Why do we ask people to tell us what they value?
Because the preferred function of a landscape depends on who you are.
Our project uses “participatory mapping” approaches, which have been shown to integrate multiple stakeholder perspectives into landscape planning. Public Participation Geographical Information Systems (PPGIS) can help highlight ecosystem benefits to people and how these are distributed in a heterogeneous way, both in a landscape and across a human community. This can help us understand how a landscape meets different needs and multiple functions of society.
Why is landscape multifunctionality important?
“Multifunctionality” can refer to how landscapes are managed to deliver multiple societal benefits and ecosystem services, a concept developed within the field of land management research. The idea of fostering landscape multifunctionality has gained traction as the pressure on land to provide multiple functions and services increases. However, although the concept of multifunctionality is the basis of much of the EUs agricultural land-use policy, the theoretical framework for measuring and evaluating multifunctionality is still being understood. For any multifunctional landscape, ecosystem services and functions interact with each other, creating trade-offs and synergies between the different functions of the landscape. Therefore, landscape multifunctionality is a “normative concept”, meaning that different functions are often associated with different interest groups and stakeholders, because not all benefits are of the same value to everyone. A forest, for example, has economic value for the owner in terms of timber or firewood, climate-change mitigation value to the global society as it stores CO2, recreational and health values to the local community, it provides habitats for pollinators that may be important for nearby fruit farmers, and it contains multiple species that may all have conservation value. Understanding how to manage and optimise multifunctional landscapes for long-term multi-use is a vital field of research to guarantee a sustainable and fair use of landscapes.
What are UNESCO Biosphere Reserves?
UNESCO Biosphere Reserves (BRs) aim to be model areas for sustainable development.
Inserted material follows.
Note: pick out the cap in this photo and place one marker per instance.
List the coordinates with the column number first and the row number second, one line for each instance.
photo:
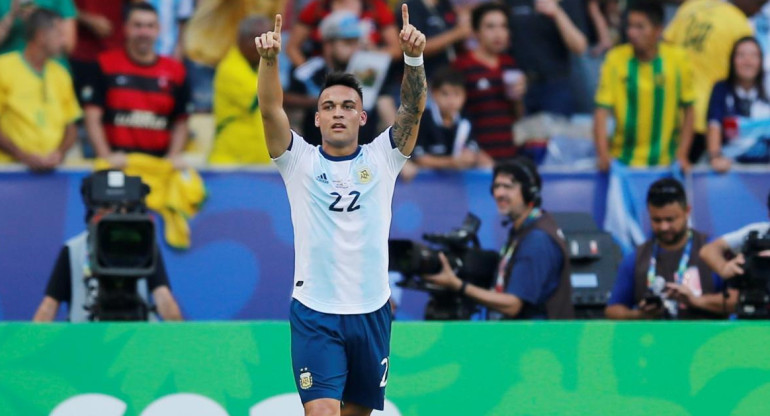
column 341, row 24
The UNESCO Man and Biosphere Programme combines the natural and social sciences, economics and education to improve human livelihoods and the equitable sharing of benefits, and to safeguard natural and managed ecosystems. They are meant to promote innovative approaches to economic development that are socially and culturally appropriate, and environmentally sustainable. Its World Network of Biosphere Reserves is constantly growing, and as of 2019 counts 701 sites in 124 countries all over the world, including 21 transboundary sites.
Nordhordland Biosphere is Norway’s first biosphere reserve, centrally located on the coast of western Norway comprising the coastal landscape between Bergen and Sognefjord. There are marked climate gradients along this profile from the west to the east, and from sea level to the mountaintops. In addition, geological processes over long time scales and human resource use over approximately the last 6,000 years have shaped today’s landscape. It makes the BR representative of the Western Norwegian Coast and unique in a global context.